I have been pursuing my genealogical line
since getting into the MyHeritage site and it has been really exciting to find ancestors
further and further back, validated by distant cousins. As I find new names of 5, 6 or 7th
generation grandparents I feel a deep connection with them. And then I wonder about their lives, what they
were like in personality how many children did they have, and so on. It’s like personal archeology but with so
much less to go on. All we usually find
are church archives that tell of birth, marriage and death. Reflecting on these ancestors makes me think
what a blessing (and a curse) social media can be for future generations to
understand their ancestors. Wouldn’t it
be something to discover a great-great grandmother’s diary, or a 7th
great grandfather’s sea log?
I know for most people these kinds of things
don’t seem to mean much to them but since I was a little girl I have always
wanted to know more about my family, perhaps because I didn’t have any
relatives that lived in this country.
Over Christmas my siblings all turned to me and said “we should be
writing down all Mom’s memories”. That
was a figurative “we” of course, they meant I should write down Mom’s memories.

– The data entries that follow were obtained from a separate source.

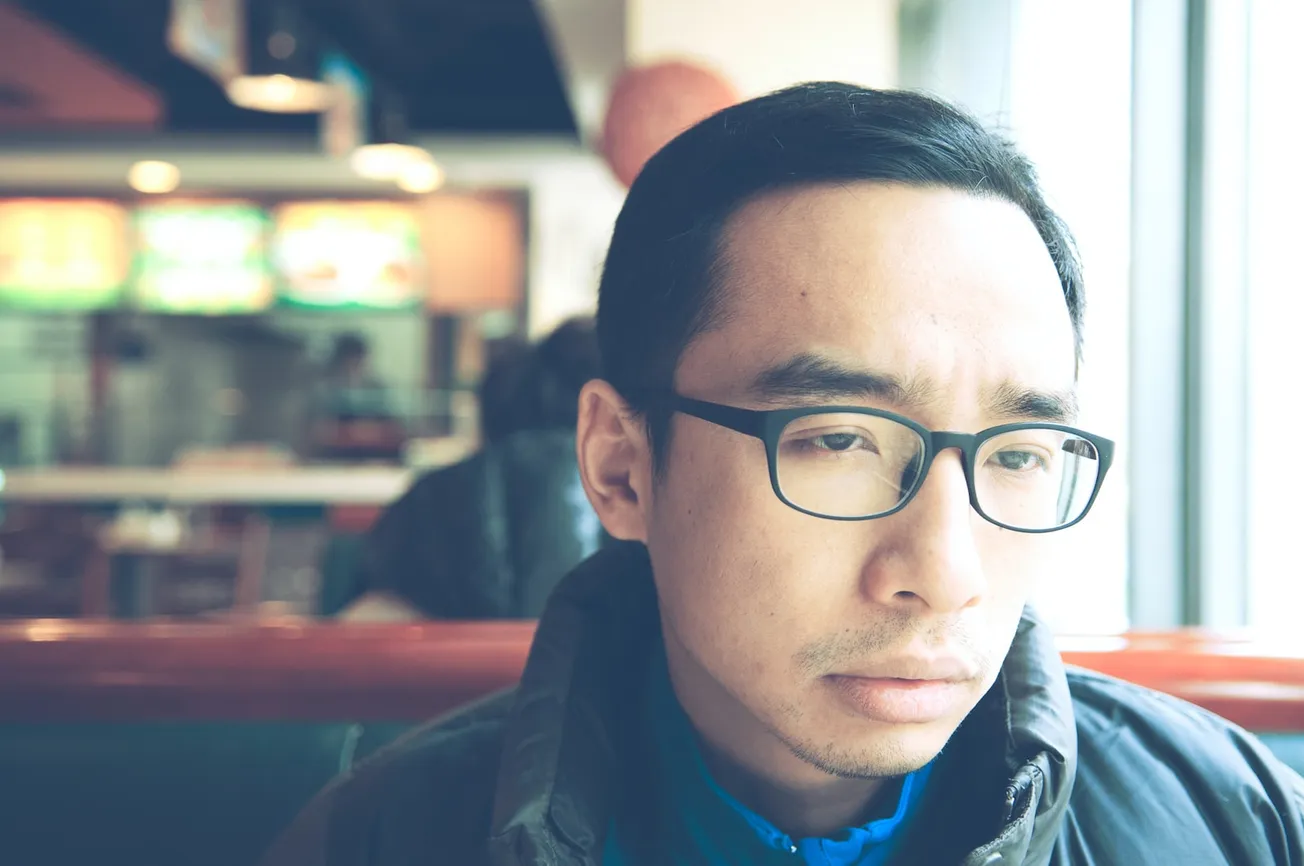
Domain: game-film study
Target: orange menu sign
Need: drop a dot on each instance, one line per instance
(63, 253)
(348, 254)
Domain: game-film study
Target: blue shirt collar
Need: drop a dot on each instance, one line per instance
(723, 830)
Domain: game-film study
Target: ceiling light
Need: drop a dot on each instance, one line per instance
(282, 65)
(153, 176)
(387, 161)
(420, 178)
(279, 93)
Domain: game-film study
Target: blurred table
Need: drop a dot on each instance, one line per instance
(296, 485)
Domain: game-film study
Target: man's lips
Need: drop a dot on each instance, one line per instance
(906, 689)
(897, 701)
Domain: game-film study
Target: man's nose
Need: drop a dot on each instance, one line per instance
(929, 556)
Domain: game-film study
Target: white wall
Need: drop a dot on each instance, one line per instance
(764, 44)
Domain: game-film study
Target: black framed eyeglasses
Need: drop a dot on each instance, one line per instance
(857, 463)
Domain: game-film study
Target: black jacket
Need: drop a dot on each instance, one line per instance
(1052, 766)
(488, 537)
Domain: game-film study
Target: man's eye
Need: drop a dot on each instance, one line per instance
(839, 441)
(1019, 461)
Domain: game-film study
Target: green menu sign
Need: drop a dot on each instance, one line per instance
(205, 258)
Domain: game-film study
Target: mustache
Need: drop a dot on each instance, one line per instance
(892, 635)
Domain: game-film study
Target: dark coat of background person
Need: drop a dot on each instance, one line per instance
(490, 536)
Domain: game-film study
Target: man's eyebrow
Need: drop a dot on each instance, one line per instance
(1030, 404)
(813, 378)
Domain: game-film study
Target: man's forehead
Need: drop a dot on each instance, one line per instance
(905, 283)
(811, 378)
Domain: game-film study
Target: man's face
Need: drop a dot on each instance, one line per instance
(785, 631)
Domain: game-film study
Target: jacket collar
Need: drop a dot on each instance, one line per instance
(565, 738)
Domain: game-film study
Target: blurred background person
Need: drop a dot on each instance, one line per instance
(354, 419)
(488, 537)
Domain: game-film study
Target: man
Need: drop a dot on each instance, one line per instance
(840, 331)
(489, 537)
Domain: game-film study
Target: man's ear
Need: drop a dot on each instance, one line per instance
(614, 462)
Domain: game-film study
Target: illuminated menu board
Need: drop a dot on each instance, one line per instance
(206, 258)
(348, 256)
(61, 254)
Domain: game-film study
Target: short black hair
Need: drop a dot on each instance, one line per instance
(536, 388)
(661, 283)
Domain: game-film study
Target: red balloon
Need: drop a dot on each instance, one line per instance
(652, 104)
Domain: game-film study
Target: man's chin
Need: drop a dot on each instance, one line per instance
(874, 750)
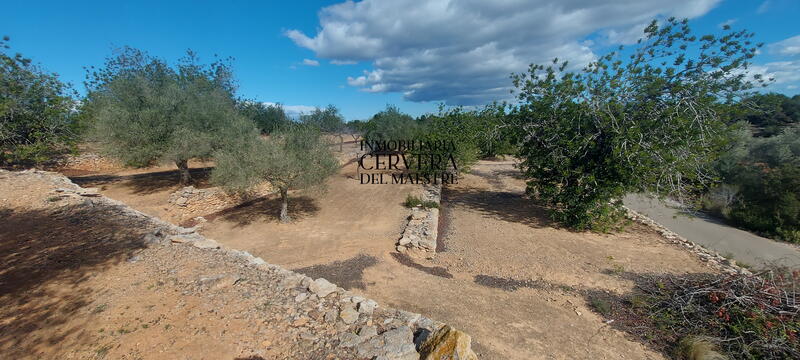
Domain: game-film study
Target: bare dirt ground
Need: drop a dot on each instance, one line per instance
(84, 277)
(507, 275)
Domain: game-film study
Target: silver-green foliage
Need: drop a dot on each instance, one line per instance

So Mom and I are sitting down to start
recording stories that will grow dim unless we document them now. The first thing Mom says “wouldn’t it be
interesting if we could look down on them, into the past, to see what they were
doing?” Which made me wonder if some day
we won’t have the technology to capture the past through space travel. Now wouldn’t that be something? Wouldn’t you like to see how your
grandparents interacted and lived in the 17th century? I think it would be just awesome to actually
watch them but then, the next you will want to do is talk to them, right? Slippery slope, my friends, slippery slope!